Sì, il cambiamento climatico sta quasi certamente alimentando i massicci incendi della California

Foto di AP/Noah Berger





Migliaia di fulmini hanno innescato centinaia di incendi in tutta la California negli ultimi giorni, producendo diversi grandi cluster che bruciano intorno alla San Francisco Bay Area.

Le fiamme hanno rapidamente squarciato centinaia di migliaia di acri, costringendo migliaia di persone a evacuare, riempiendo i cieli di fumo e facendo piovere cenere in gran parte della regione.

Gli incendi seguono un inverno secco come le ossa nel nord della California e un tratto di ondate di caldo estive da record in tutto lo stato, condizioni che hanno effettivamente trasformato le praterie e le foreste in esca. Gli inferni arrivano sulla scia di molti dei stagioni di fuoco più distruttive e mortali nella storia della California.



Tutto ciò solleva ancora una volta la domanda: è colpa del cambiamento climatico guidato dall'uomo? Ha reso gli ultimi incendi più probabili o più gravi?

Gli scienziati del clima, che hanno resistito a lungo a collegare il riscaldamento globale a qualsiasi evento estremo specifico, ora affermano che la sua influenza è quasi certa.

David Romps, direttore del Berkeley Atmospheric Sciences Center, ha affermato in una e-mail che viviamo in un mondo fondamentalmente alterato dal clima. Ha notato che le massime giornaliere medie per questo periodo dell'anno sono ora di circa 3° o 4° F più calde a Berkeley, in California, rispetto all'inizio del 20° secolo. Fu anche l'autore principale di a Documento di scienza 2014 scoprendo che ogni ulteriore 1 ˚C (1,8 ˚F) di riscaldamento potrebbe aumentare i fulmini negli Stati Uniti di circa il 12%.



Per andare al sodo: l'ondata di caldo, i fulmini e la siccità della vegetazione sono stati influenzati dal riscaldamento globale? Assolutamente sì, disse Romps. Sono stati resi significativamente più caldi, più numerosi e più secchi a causa del riscaldamento globale? Sì, probabilmente sì e sì.

Daniel Swain, uno scienziato del clima presso l'Università della California, a Los Angeles, ha affermato che i prolungati temporali di fulmini degli ultimi giorni sono un evento così raro nel nord della California che è difficile valutare se il cambiamento climatico abbia avuto un ruolo nell'accensione degli incendi.
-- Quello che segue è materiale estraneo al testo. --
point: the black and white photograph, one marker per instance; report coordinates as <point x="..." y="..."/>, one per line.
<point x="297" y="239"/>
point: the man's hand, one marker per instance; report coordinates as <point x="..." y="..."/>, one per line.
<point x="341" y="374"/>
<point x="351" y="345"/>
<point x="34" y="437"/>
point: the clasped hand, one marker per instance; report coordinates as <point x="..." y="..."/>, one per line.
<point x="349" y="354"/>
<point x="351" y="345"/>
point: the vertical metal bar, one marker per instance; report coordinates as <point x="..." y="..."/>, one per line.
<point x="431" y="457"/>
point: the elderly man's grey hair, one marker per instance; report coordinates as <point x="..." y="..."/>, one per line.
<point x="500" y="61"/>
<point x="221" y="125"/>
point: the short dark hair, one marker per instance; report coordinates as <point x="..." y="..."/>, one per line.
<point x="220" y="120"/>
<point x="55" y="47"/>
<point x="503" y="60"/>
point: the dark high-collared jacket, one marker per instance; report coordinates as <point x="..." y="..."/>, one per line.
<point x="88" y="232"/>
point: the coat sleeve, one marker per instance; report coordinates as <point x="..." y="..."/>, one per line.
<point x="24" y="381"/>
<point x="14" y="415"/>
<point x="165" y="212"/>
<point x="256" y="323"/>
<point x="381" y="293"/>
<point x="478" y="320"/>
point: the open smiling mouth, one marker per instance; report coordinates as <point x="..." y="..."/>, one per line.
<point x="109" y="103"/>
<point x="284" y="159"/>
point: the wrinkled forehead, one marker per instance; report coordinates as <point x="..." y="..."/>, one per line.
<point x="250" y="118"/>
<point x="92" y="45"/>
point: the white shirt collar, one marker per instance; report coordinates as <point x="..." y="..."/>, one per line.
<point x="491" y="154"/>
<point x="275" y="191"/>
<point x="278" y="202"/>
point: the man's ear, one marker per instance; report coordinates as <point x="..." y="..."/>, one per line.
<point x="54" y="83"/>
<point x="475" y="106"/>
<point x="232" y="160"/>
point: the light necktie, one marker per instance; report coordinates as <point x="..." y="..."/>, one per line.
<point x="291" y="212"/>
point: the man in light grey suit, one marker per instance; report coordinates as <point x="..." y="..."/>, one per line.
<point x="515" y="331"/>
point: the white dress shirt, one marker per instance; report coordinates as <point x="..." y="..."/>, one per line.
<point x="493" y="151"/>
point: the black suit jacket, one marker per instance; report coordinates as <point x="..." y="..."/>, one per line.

Ma cosiddetto studi sull'attribuzione di condizioni meteorologiche estreme hanno chiaramente e ripetutamente scoperto che il cambiamento climatico esacerba le ondate di calore, che contribuiscono a creare le condizioni affinché gli incendi brucino intensamente e si diffondano rapidamente.



La risposta è fondamentalmente sempre che il cambiamento climatico ha giocato un ruolo importante nella gravità o probabilità [delle ondate di calore], dice. È quasi solo una questione di quanto.

Friederike Otto, direttrice ad interim dell'Environmental Change Institute dell'Università di Oxford e co-responsabile di World Weather Attribution, ha fatto eco a questo punto di vista in un'e-mail: Non c'è assolutamente dubbio che le temperature estremamente elevate siano più alte di quanto sarebbero state senza l'azione umana. cambiamento climatico. Un'enorme quantità di letteratura sull'attribuzione dimostra ora che il cambiamento climatico è un punto di svolta assoluto quando si tratta di ondate di calore e la California non farà eccezione.

Negli ultimi quattro decenni, le forze combinate di temperature più elevate e livelli di precipitazioni più bassi hanno già raddoppiato il rischio di condizioni estreme di incendi in California durante l'autunno, secondo un articolo recente in Lettere di ricerca ambientale di cui Swain è stato coautore. E a meno che il mondo non inizi a ridurre le emissioni in modo significativo e presto, le probabilità potrebbero raddoppiare di nuovo nei prossimi decenni, hanno scoperto i ricercatori.